Monday 16 December 2019

My express passport renewal experience and 95K FCFA fine

My passport was due to expire but I opted against renewing and travelled out of Ghana. I hoped to return before eventual expiry to renew but matters got out of hand and I was left without a travel document in a foreign country.

Summary: I brought upon myself a passport expiry situation whiles residing in another country. How I got out of the country (Congo Republic) and renewed my expired document is the subject of this piece.

I left Ghana in July 2018 knowing that my passport expired in March 2019, I expected to fly back early in the month ahead of the expiry but that was not to be, that is how I wound up with passport that could not take me past immigration.

In April, I attended the marriage ceremony of a Congolese colleague in the capital Brazzaville, that trip afforded me the opportunity to visit the Ghana consulate and apply for a new passport.

It turns out that the consulate was unable to issue passports and could only help me with a temporal travel document (Laisser-Passer) which could enable me travel home when next I wanted to. I could renew once back home.

An official of the embassy gave me a contact to deal with once I was ready to renew. An immigration officer at the airport when I arrived also advanced a similar offer but I had psychologically turned down both offers – I had a digital plan.

I had once listened to a radio program in Congo, where the Ghana passports boss was assuring of a new regime for applicants. Per his account, the hitherto deliberately disorderly and chaotic process of old had been replaced by an effectively orderly structure – the Passport Application Centers, PAC.


The part to do with expedited applications made it all the more interesting, that one apply for and receive their passports within 10 working days. I had read largely positive PAC reviews on social media and I itched to test the system that meant I’d pay less for the same document than when I first applied for same in 2014.

Instead of walking in to a post office or bank to fetch the forms, all I needed to start off was to pay for the forms via mobilemoney service. I received a code and created an account on the Foreign Ministry website.

The hard part was with filling the well-known four-part form. I was done with that laborious process in two days partly because I needed to contact a guarantor to sign off the application, in my case, an accountant registered with the Institute of Certified Chartered Accountants Ghana.

I selected a processing center, the Accra Digital Center PAC, and showed up for vetting of my documents and capturing of biometric details. The whole exercise lasted less than four hours. Now was the time for a nail biting period of waiting.

I had a flight to catch but I was 11 working days from the date. Was the application going to beat the deadline and save me the cost of rescheduling? Day 10 arrived and I passed by the PAC and was told belatedly that 10 days was the minimum period and only then did I get to know the maximum – 15 days.

I kept taps on my application via the “Status” page on the Ministry’s website. The website became the traditional - middleman or third party – that usually helped facilitate the process.

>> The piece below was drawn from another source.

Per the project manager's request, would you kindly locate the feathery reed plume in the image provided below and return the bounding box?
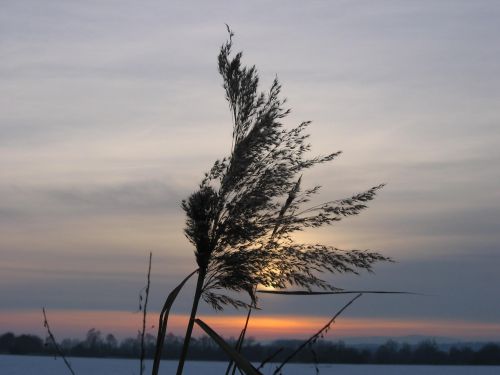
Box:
[177,27,389,375]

Eventually the 10th day elapsed without success for me, I was forced to reschedule my flight by a week, which move cost me 95,000 XAF, an equivalent of 700 cedis.

Passport was ready on Day 13 of application and I got a text message to collect it at the designated center. In total, I had paid 250 cedis to the passport office plus other clerical costs that could bring the cost to 300 cedis.

In 2014, I paid 300 cedis to a middleman aside buying a 50 cedis form from the bank. Despite the flight rescheduling cost, I felt good trusting my instincts with the application. I see my episode as an added testimony to the orderliness of passport applications.

And to think that the current one will run for a decade (2019 – 2029) is by far the best decision government must have taken. In a five-year period, I did three round trips between Ghana (Accra) and Congo Republic (Pointe Noire). 

I smell Saudi Arabia as a destination within the validity duration of my new passport insha Allah – the Hajj, is huge on my travel plans. We plan and Allah plans, and HE is the best of planners.